Previous studies that evaluated the morphologic characteristics of vertical malocclusions reported pronounced characteristics of the mandible but yielded controversial findings in the maxilla. Some studies reported that the anterior and posterior maxillary dentoalveolar height showed no significant differences between normal and hyperdivergent subjects.
23-25 Other studies suggested that the anterior and posterior maxillary dentoalveolar heights appeared to be increased in hyperdivergent skeletal subjects
1,26 and openbite subjects.
25,27 The results of this study demonstrated that the problem of excessive dentoalveolar heights could be related to the vertical position of the maxilla, which disagreed with the findings of previous reports because calibrated values were used in this study and direct non-calibrated measurements were used in the previous studies.
In the statistical analysis of the CalPCB set, which seemed to be more powerful than the other two sets (RawS and CalACB), the angular measurements including overbite depth indicator (ODI), SN to gonion (Go)-menton (Me), facial axis, upper gonial angle, and lower gonial angle also proved to be related to U6-SN/PCB. These angular measurements have been used as typical variables related to the skeletal vertical pattern. The negative coefficients of ODI and facial axis (r = –0.284,
p < 0.05; r = –0.330,
p < 0.05, respectively) and positive coefficients of SN-Go-Me and upper gonial angle (r = 0.347,
p < 0.05; r = 0.334,
p < 0.05, respectively) meant that the hyperdivergent skeletal pattern tended to have maxillary molars far away from the cranial base vertically.

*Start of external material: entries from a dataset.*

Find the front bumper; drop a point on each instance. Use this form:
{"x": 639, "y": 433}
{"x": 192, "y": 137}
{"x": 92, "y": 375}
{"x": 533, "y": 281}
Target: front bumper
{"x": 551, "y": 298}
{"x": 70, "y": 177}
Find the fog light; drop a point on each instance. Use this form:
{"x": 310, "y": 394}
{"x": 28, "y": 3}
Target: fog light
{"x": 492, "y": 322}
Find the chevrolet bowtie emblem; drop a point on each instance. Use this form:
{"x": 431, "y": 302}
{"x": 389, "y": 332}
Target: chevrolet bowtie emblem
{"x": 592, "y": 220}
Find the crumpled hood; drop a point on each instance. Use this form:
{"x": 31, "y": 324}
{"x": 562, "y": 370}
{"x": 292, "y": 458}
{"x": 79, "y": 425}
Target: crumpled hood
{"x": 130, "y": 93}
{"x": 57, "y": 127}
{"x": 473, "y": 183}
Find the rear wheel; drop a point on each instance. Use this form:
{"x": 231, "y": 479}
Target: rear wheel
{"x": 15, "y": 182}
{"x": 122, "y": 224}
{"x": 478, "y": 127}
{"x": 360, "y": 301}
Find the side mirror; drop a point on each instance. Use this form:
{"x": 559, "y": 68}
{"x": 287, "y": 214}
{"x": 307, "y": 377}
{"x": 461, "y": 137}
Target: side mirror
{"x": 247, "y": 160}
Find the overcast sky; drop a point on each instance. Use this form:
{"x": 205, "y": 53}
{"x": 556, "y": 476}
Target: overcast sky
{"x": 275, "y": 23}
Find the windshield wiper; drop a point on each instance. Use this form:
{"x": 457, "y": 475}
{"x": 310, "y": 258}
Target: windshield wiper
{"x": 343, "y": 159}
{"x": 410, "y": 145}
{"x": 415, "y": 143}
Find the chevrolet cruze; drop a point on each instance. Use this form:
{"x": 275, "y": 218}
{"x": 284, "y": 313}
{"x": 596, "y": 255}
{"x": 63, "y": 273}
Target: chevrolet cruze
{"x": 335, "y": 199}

28,29 The negative coefficient of the lower gonial angle (r = –0.341,
p < 0.05) was mainly due to the compensatory counter-clockwise development of the mandibular corpus in the hyperdivergent skeletal pattern.
The facial height ratio was correlated with the vertical position of U6 (r = –0.294, p < 0.05). The negative correlation coincided with the skeletal characteristics of the hyperdivergent pattern. Moreover, the six newly derived measurements of sella to PP, nasion to PP, orbitale to PP, pterygomaxillary fissure to PP, porion to PP, and articulare to PP showed statistically significant correlations with U6-SN when calibrated to PCB length. These measurements represented the vertical distances of maxilla from the anatomic structures of its upper level. Thus, the vertical position of the maxilla could be influenced by its surrounding higher-level structures, which seemed to be another manifestation of the cephalo-caudal gradient in craniofacial growth.
Although the statistical analysis in this study drew a powerful regression model to predict the vertical position of U6 with vertical skeletal variables, further studies in malocclusion subjects should be performed to improve the clinical applicability of this model.